Rapper Pooh Shiesty surrendered Tuesday to face a criminal charge from a shooting that allegedly happened over the Memorial Day weekend at a strip club in Northwest Miami-Dade.
The rapper, whose real name is Lontrell Williams, 21, was booked into a Miami-Dade jail on an aggravated battery charge, jail records show.
According to an arrest warrant obtained by the Miami Herald, Williams shot a security guard in the leg. The incident happened on May 30 at the King of Diamonds strip club in Northwest Miami-Dade during the Memorial Day holiday weekend. Video surfaced on Instagram of him walking out of a show at the club with a weapon.

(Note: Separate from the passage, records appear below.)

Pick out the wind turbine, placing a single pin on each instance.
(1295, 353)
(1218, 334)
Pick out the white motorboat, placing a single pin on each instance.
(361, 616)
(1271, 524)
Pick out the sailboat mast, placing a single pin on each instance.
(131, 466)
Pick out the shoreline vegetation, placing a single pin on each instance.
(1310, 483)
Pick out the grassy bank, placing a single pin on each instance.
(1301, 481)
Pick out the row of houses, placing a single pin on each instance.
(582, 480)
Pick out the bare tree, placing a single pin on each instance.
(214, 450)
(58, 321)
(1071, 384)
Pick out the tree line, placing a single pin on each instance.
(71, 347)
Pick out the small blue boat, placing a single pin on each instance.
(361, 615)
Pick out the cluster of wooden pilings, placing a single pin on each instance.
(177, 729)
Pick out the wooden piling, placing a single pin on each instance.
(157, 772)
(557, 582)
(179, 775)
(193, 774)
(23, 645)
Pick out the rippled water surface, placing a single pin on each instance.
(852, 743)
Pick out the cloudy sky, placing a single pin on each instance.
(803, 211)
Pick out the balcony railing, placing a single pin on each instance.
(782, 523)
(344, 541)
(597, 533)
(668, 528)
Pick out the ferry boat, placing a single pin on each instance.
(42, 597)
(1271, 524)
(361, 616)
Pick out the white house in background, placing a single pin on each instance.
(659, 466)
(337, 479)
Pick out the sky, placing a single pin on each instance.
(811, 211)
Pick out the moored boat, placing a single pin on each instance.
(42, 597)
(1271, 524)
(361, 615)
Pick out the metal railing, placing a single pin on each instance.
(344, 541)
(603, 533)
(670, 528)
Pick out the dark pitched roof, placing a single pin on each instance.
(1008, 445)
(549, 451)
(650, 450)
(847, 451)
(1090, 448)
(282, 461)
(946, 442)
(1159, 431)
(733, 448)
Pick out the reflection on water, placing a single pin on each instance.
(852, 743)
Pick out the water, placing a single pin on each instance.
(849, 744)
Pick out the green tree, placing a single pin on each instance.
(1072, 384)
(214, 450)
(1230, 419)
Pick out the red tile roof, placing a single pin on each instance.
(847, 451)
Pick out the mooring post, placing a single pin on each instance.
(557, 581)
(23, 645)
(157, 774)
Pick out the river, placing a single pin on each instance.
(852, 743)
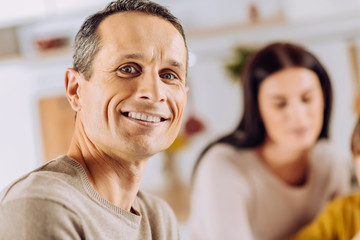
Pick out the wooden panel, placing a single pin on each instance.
(57, 125)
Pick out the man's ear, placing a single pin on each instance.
(72, 87)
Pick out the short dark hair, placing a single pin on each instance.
(87, 40)
(355, 139)
(274, 57)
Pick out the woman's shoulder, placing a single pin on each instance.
(225, 157)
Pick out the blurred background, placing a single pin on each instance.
(36, 36)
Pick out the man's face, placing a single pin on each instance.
(133, 103)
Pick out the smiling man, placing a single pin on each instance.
(128, 89)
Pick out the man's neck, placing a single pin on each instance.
(116, 180)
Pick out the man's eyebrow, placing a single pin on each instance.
(176, 64)
(132, 56)
(139, 56)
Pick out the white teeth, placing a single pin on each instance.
(144, 117)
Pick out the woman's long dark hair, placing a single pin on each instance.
(251, 132)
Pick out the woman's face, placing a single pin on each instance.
(291, 104)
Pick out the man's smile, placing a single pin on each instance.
(144, 117)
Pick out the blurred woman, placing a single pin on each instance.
(273, 174)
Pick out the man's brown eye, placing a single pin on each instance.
(128, 69)
(168, 76)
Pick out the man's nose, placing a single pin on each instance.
(151, 88)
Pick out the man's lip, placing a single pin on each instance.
(299, 131)
(146, 117)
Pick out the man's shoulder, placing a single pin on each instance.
(54, 180)
(157, 214)
(151, 203)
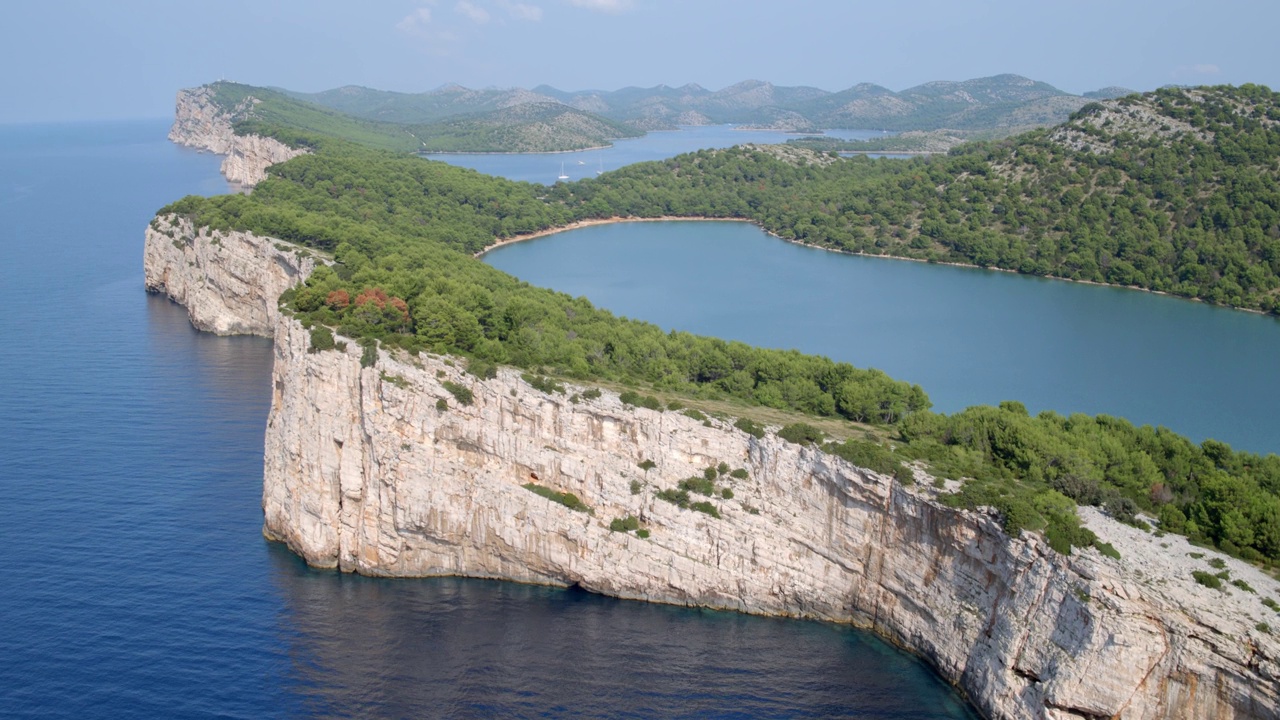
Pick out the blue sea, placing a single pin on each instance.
(136, 578)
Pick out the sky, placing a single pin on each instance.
(113, 59)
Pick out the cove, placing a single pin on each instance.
(137, 582)
(967, 336)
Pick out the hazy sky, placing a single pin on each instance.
(101, 59)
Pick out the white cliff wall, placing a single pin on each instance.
(201, 124)
(229, 281)
(364, 473)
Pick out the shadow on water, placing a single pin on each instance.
(479, 648)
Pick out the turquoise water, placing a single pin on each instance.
(967, 336)
(545, 167)
(136, 578)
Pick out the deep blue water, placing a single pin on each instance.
(136, 582)
(965, 336)
(547, 167)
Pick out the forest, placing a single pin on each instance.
(1192, 210)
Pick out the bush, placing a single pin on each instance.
(631, 397)
(705, 507)
(483, 369)
(702, 486)
(679, 497)
(566, 499)
(1207, 579)
(369, 355)
(321, 340)
(750, 428)
(801, 433)
(543, 383)
(460, 392)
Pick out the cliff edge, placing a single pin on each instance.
(393, 465)
(201, 123)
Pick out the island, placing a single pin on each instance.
(434, 417)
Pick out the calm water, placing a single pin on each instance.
(136, 580)
(967, 336)
(545, 167)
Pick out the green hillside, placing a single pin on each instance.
(1178, 186)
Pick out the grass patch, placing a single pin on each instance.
(566, 499)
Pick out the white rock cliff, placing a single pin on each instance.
(201, 124)
(364, 472)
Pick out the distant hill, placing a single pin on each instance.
(460, 119)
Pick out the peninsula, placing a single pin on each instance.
(432, 415)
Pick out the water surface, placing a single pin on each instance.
(136, 578)
(967, 336)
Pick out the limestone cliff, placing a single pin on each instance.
(365, 472)
(200, 123)
(228, 281)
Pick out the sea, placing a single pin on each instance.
(136, 578)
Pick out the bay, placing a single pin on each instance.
(547, 167)
(138, 584)
(967, 336)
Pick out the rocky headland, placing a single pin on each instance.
(393, 465)
(202, 124)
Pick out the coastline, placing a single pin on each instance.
(594, 222)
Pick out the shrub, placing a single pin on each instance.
(749, 427)
(631, 397)
(801, 433)
(702, 486)
(679, 497)
(321, 340)
(483, 369)
(566, 499)
(460, 392)
(1207, 579)
(543, 383)
(705, 507)
(369, 355)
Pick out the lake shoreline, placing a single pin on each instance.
(595, 222)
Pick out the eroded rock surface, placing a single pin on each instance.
(202, 124)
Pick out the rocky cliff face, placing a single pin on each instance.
(202, 124)
(228, 281)
(365, 472)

The latest charge adds to the legal woes in Miami for Williams, who is from Memphis, Tennessee, and has a hit song called “Back in Blood.” Williams is part of rapper Gucci Mane’s 1017 Records label.
In December, Williams was arrested in connection with a shooting in Bay Harbor Islands. In that case, he’s charged with armed robbery, aggravated battery with a weapon, aggravated assault with a firearm and petty theft. He’s pleaded not guilty, and had been out on bond since his March.
His lawyers, Saam Zangeneh and Bradford Cohen, arranged the surrender Tuesday. On Wednesday, a Miami-Dade judge granted Williams a $10,000 bond, but he’ll have to remain in jail until at least Thursday, when he appears before the judge in his earlier case.
At the hearing, Cohen downplayed the strip club incident. “It looks to me like an accidental discharge,” he said.
Miami-Dade prosecutor Ruben Scolavino said Williams was “angry because the victim was a security guard who told him to put away his gun.”
According to the warrant, Williams had just performed at the strip club on the 7000 block of Northwest 72nd Avenue. A security guard was escorting him out just before 4 a.m. through the crowd when “an unknown person knocked money” out of the rapper’s back pocket. The crowd began excitedly trying to pick up the cash.
Williams grew angry and jumped back on the stage to “see who was grabbing his money,” the warrant said. The security guard saw a gun in his waistband. The guard “told the defendant to hide the firearm and tried to put his hand on [Williams’] hand to prevent him from taking the firearm out from his waistband,” the warrant said.